“You do not have to be good.
You do not have to walk on your knees
for a hundred miles through the desert, repenting.
You only have to let the soft animal of your body
love what it loves.
Tell me about despair, yours, and I will tell you mine.
Meanwhile the world goes on.
Meanwhile the sun and the clear pebbles of the rain
are moving across the landscapes,
over the prairies and the deep trees,
the mountains and the rivers.
Meanwhile the wild geese, high in the clean blue air,
are heading home again.
Whoever you are, no matter how lonely,
the world offers itself to your imagination,
call to you like the wild geese, harsh and exciting –
over and over announcing your place
in the family of things.”
— Mary Oliver
This week in Schnooville
We adopted a six-month-old bunny. After conclusively deciding that my man is only mildly allergic to rabbits (a very hilarious trip to the Menagerie Pet Store involving a rabbit face-rub was our scientific study) our tribe decided it was time for our first pet. Floppy was the first rabbit I discovered with my lady on Kiji, after the kids had been tucked into bed. Her family was near by, and had made the sad decision to give her up because she was terrified of their terrier. Terriers were bred to hunt small game and rodents. Sigh. They described her as gentle, fun-loving, eager to be pet and stroked, mostly litter trained and adorable. Their photos supported the adorable theory, and she came with her massive cage and all of the goods for a very reasonable price. A steal, really. I sent a note and the next day we went to gather her up. The children decided to call her Ella because she is a lovely mottled grey, and elephants are also grey. She is as affectionate as described – perhaps too much. She keeps making chortles, giving me little nips and peeing on me. Based on my bunny research, she is trying to do what rabbits like better than carrots. Ella will be spayed on Friday which should help with her marking and garlic-smelling poo. So not okay. Nothing I read told me her crapola would smell like cooking. Feeding her more parsley only made it smell like French cooking. Hmmm…rabbit stew. Just kidding, I’m already quite in love.
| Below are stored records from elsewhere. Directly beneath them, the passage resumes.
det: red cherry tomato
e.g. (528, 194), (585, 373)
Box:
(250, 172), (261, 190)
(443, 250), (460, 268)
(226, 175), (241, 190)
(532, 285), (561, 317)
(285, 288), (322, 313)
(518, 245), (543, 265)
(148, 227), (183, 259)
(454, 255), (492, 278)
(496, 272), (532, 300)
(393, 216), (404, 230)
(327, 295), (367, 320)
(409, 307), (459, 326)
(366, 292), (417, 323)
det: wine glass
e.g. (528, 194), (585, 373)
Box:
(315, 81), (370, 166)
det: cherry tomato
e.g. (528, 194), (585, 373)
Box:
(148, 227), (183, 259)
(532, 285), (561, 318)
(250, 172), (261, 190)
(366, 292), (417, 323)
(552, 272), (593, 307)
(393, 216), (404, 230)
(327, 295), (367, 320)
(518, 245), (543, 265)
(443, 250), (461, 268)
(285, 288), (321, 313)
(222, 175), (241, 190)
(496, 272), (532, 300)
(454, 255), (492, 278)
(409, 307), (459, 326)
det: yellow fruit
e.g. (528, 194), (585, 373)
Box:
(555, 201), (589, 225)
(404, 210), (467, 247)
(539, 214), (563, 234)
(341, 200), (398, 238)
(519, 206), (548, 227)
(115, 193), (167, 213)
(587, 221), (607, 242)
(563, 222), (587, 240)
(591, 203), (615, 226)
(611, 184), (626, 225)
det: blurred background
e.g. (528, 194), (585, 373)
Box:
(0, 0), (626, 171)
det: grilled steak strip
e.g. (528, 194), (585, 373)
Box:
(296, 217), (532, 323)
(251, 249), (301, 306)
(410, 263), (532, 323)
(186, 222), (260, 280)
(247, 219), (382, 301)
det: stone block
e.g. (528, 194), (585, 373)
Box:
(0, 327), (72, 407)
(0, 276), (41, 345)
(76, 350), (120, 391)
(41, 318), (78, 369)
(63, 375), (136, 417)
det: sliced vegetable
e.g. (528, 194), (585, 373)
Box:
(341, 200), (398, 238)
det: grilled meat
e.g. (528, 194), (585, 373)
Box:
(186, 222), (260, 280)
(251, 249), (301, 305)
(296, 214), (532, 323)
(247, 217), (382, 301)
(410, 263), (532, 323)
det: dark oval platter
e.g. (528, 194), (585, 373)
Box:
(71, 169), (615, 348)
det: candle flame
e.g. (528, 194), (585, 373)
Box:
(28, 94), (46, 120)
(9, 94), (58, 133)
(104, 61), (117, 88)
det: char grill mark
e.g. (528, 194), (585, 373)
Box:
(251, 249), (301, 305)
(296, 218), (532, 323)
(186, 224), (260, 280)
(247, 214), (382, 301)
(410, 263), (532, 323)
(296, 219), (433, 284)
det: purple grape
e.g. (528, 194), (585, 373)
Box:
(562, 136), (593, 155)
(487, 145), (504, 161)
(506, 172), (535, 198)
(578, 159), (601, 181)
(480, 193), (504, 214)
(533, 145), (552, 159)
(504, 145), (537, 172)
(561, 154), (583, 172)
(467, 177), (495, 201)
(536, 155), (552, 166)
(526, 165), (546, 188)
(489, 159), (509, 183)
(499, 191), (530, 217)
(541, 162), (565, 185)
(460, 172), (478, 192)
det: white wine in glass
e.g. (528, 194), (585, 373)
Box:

I have the weirdest cold. One day I’m just a tad sniffly, the next I can’t talk, am hacking up a lung, and wondering whether I might be expelling brain matter from my nose. The cold arrived before the rabbit, so I’ve dispelled the possibility of my own allergies. I’ve cleared my social calendar completely and am behaving like what my friend Natalie would call a “nana” – like a contented old lady who takes naps and sips tea by the fire.
I discovered the amazing poet Mary Oliver through the lovely Liz Green – thank you Liz! I’m hungry for her words like I haven’t been in a long time, and look forward to reading more of her work.
One of my ‘Besties’ (a title reserved for my very closest friends) is relocating to Los Angeles. He’d already moved far away to Montreal, but his lovely Toronto girlfriend kept luring him back for visits. Now they’re shacking up and heading off for new adventures. I’m thrilled for them, but he will be missed. I can only hope that they will follow through on their plans to settle in Toronto permanently. Spring has me thinking of babies, and I’d like to rear all of my young with my friends who I love so dearly close by.
I’m trying to do good and right by the ones I love. I’m taking big steps, reaching out, and reaching in. This week I came to realize how profound one of my big-time low moments in life has affected my present tense. When you have royally fucked up, there are always consequences. My former tendency was to run, under the guise of sparing others from the misery that I decide that I’ve caused them. Grown-up Schnoo is willing to stand and face the music and do whatever it takes to make things as amazing as they can be. It’s abso-freakin-lutely terrifying to stare down the barrel at your own weakness and stupidity. I want to crawl out of my skin or disappear in some moments, but there is such immense power and tremendous love in humility. I wish to foster humility in my girls, because I was only able to embrace it after smashing my head repeatedly in the same spot over and over again. I’m still learning how to really embrace the humble openness that seems to consistently make magic. Nothing is scarier than being that open for a Schnoo like me. Surprised? You shouldn’t be. I’ve been whispering my feelings into the Internet for several years now. Naming them to real-live people is another matter entirely.
With that, off I go to my head shrinker. We’ll have lots to discuss today. I’ve fueled up on a giant maple flavoured coffee while I’ve been typing here. I hope your Hump Day is happy. Tell someone you love something brave and beautiful that is deep inside your heart, and then congratulate yourself for being so bold.